С тех пор, как Праджня стала чьей-то ношей, сгорело много масла в фонарях. Прогалины с цветами согрелись от солнечных фонарей в лесах по соседству. От Котаро не было никаких известий. Армейское руководство сообщило: пропал без вести на Формозе, в краю людоедов; и Мунэхару решил, что он сам отвечает за судьбу этой девочки. Кусуноки Иккю было приказано не вмешиваться, иначе пожалеет. Мидори мечтала проведать ее, чувствуя на сердце необъяснимый увесистый камень. Но более всего она тосковала по своему возлюбленному. Как-то само собой складывалось при общем одобрении, что Мунэхару ухаживает за больной невестой. Летаргический сон слыл необычайной редкостью для врачей и монахов. Все они готовы были выстроиться в очередь, чтобы увидеть чудо. Они наперебой предлагали свои средства для пробуждения, и Мунэхару, овеянный дымкой людского почитания Праджни, словно благословенной Богом древних суеверий Японии, влюбился в нее, как какой-нибудь дуралей поэт – Блок или Андрей Белый, Петрарка или Данте – в свою Прекрасную Даму. Он уже подумывал о несвойственных ему планах женитьбы, о долгих летах жизни, но рассказал дочери о собственной непричастности к чуду летаргического сна.
– Отец! Вы не можете жениться в таком случае, – рассудила она.

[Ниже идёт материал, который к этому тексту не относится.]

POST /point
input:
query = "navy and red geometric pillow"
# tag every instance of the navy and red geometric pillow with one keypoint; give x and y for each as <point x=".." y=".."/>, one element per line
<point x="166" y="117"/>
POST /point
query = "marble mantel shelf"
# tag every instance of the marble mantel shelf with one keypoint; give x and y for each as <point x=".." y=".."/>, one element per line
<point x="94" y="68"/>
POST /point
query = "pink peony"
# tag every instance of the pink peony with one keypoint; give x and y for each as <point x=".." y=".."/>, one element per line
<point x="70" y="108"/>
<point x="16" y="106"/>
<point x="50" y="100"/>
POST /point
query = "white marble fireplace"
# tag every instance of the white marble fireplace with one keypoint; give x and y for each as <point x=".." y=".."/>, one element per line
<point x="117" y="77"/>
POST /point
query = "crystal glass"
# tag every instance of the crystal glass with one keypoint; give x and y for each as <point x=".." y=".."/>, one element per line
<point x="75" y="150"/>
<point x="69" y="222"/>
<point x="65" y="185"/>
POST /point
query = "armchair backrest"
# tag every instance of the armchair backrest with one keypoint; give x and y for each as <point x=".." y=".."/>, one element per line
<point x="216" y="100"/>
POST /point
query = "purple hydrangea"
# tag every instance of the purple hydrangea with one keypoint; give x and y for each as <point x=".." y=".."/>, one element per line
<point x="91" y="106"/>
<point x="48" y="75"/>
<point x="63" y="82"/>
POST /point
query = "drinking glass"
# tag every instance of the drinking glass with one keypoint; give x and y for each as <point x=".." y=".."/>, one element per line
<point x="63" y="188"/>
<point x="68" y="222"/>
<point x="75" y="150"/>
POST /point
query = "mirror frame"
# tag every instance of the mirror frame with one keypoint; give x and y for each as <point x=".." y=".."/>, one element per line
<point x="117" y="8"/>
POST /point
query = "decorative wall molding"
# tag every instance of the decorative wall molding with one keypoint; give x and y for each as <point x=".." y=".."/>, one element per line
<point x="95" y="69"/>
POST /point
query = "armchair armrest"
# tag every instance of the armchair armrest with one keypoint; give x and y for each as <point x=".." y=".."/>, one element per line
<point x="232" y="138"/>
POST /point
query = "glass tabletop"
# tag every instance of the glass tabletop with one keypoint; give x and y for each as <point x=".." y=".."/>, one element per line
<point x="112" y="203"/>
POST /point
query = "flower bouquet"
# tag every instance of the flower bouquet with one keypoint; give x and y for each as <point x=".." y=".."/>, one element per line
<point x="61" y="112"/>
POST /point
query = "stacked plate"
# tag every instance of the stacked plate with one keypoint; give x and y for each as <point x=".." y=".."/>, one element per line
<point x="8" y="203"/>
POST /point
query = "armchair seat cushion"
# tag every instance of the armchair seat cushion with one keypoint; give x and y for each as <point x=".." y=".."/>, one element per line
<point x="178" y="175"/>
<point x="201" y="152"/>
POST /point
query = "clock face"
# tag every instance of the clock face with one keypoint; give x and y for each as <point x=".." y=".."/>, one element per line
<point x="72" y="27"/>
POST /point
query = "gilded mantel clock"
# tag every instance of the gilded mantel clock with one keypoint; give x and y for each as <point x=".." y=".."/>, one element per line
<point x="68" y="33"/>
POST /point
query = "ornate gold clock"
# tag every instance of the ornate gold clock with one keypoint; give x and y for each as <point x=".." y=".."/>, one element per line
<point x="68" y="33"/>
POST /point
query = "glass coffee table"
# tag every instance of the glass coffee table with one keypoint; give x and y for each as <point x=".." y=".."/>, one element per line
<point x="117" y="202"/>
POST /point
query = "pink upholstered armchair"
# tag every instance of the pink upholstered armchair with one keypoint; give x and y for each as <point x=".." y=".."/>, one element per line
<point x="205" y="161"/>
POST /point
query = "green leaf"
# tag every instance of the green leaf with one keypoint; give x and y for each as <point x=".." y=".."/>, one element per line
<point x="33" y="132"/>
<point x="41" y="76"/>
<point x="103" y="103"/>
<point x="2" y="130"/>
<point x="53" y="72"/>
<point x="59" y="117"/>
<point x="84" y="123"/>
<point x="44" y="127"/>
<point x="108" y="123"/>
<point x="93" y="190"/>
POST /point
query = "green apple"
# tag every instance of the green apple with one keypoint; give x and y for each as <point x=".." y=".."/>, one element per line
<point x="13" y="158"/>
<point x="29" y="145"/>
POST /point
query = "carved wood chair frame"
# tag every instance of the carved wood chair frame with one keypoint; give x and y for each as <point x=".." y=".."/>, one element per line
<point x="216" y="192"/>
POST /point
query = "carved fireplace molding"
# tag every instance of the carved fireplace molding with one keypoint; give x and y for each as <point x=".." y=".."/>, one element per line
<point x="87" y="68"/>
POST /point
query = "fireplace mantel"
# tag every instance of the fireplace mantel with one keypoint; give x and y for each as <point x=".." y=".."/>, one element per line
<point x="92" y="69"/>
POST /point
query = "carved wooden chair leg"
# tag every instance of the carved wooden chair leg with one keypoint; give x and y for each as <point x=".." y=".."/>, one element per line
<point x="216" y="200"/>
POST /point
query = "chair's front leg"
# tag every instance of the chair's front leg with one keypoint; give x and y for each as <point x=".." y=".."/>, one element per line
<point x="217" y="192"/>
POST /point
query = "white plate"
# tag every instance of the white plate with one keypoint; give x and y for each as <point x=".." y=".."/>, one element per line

И храбрый Мунэхару прозрел. Он полностью раскаялся в своих мыслях и поехал к Мидори – праздновать начало новой-старой жизни. Когда она увидела самурая вернувшимся и не разрубившим ее на куски, сердце ее еще сильнее сжалось от жалости к русской девочке. «Во что бы то ни стало я ей помогу!» – сказала она себе. Женское чутье ей подсказывало наведаться в чайный домик. «Там, там ее карма!» – твердила она, проходя во внешнюю росистую землю.
– Она такая же как мы. Она просто слуга, – сплетничали слуги.
Прикрыв глаза, Мидори уставилась на них завесом век:
– А ну, расскажите мне, я вам заплачу…
– Если бы мы знали, госпожа. Но мы не знаем. Мы думаем, девочка сбежала от наказания, но оно ее настигло.